Good luck with whatever you end up doing.
K.H. answers from Grand Rapids on April 16, 2008
This is about the same time we weaned our first daughter. I had to do it cold turkey....more for me than for her. Luckily enough we had a friend who had just had a baby. We told her that the baby needed the paci's now and big girls didn't need them. We had her put them into a plastic baggy and when we saw the baby, she "gave" them to him. She asked about them at bedtime for the next two days, but after that, we never had any issues. If I was to throw them away, I wasn't sure I had the strength to not pull them out! I've also heard of people using them as "cash" at the store and she can pay for something special at the store. Good luck!
B.B. answers from Detroit on April 16, 2008
If you feel that it is time to get rid of it, then just do it... Having or not having a "suckey" will not harm the child in a negative way... Its basicly a parent thing.
Personally once our munchkins turn 1 it disappears. They are so busy and tire themselves out everyday that they just forget its not there. Its when you wait until their memories are longer that you have issues with behavior when getting rid of it.
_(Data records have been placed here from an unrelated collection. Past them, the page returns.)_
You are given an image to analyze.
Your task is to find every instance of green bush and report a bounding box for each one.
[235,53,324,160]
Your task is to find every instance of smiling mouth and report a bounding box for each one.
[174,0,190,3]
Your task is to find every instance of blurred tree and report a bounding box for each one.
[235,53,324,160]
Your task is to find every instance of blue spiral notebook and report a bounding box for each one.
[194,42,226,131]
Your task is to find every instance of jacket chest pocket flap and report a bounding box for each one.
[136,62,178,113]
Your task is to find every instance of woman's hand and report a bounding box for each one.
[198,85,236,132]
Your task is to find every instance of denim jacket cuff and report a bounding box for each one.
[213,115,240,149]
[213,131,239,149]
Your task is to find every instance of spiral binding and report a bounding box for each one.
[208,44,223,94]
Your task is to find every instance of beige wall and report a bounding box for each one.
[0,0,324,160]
Then you have to find ways to "justify getting rid of it" and get the child to agree.
So what ever you do
throw it away and deal with 2 days of fussiness till she finds a way to self sooth.
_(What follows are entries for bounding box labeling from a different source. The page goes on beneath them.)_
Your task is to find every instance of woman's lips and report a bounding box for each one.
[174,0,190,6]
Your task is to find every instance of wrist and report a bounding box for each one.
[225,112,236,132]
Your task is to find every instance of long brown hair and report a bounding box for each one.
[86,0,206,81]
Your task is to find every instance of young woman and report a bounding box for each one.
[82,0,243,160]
coat it in that thumbs stuff or just dip it in vinegar and make it "yuckey"
give it to someone else...
At 2 the mental ability would probibly only work with oh, no, its gone, can't find it...
N.W. answers from Detroit on April 16, 2008
S.,
My son has his until about 2 1/2, like your daughter only at night and naps at home (we didn't not take it to baby school) and for long car trips. Around 2 1/2 he seemed ready to part with it and we threw them away together. The first day or two he asked about it a couple times but it really wasn't too bad. I think you daughter will kind of wean herself, but if you really want to get rid of it-- go cold turkey, but involve her in getting rid of them, so she understands they are gone.
By the way, my pediatrian told me with the limited use teeth and speech were not an issue.
C.P. answers from Detroit on April 16, 2008
Hi S.,
i have 2 daughters and my second child was a little bit harder to break from the binky. All i did was cut the nipple part off and put it back where it was and let her find it on her own, which was at bed time, and she went to put it in her mouth and it fell on the floor lol lol, and she looked at me and said mama my sucky broke. So after of course i had to hunt others down and do the same to them! She was sad for a couple of days but she got over it. Just don't give in because that just shows them that all they have to do is cry and they get what they want. If you start early with them you wont have as many problems hopefully when they get older. I think we all hope for that! BOTH OF MY DAUGHTERS WERE BETWEEN 2-3 YRS. WHEN I GOT RID OF THE SUCKIES.
B.B. answers from Detroit on April 17, 2008
Yes, it is time to get rid of the binkie. I had to take my daughter's binkie away because she kept biting holes in hers and I told her if she did it again she would not get another one, and of course she did and I did not give in to her. I had to listen to a few tantrums now and then, but she understood and never had another one.
Maybe if you explain to her that she can't be a big girl if she has a binkie. Most little one's always think it is fascinating when you tell them they can be a big girl. Then tell her that you are going to put the binkie up for a little while and if she can do with out it for an hour then do it again for a littler longer until eventually she won't want it anymore.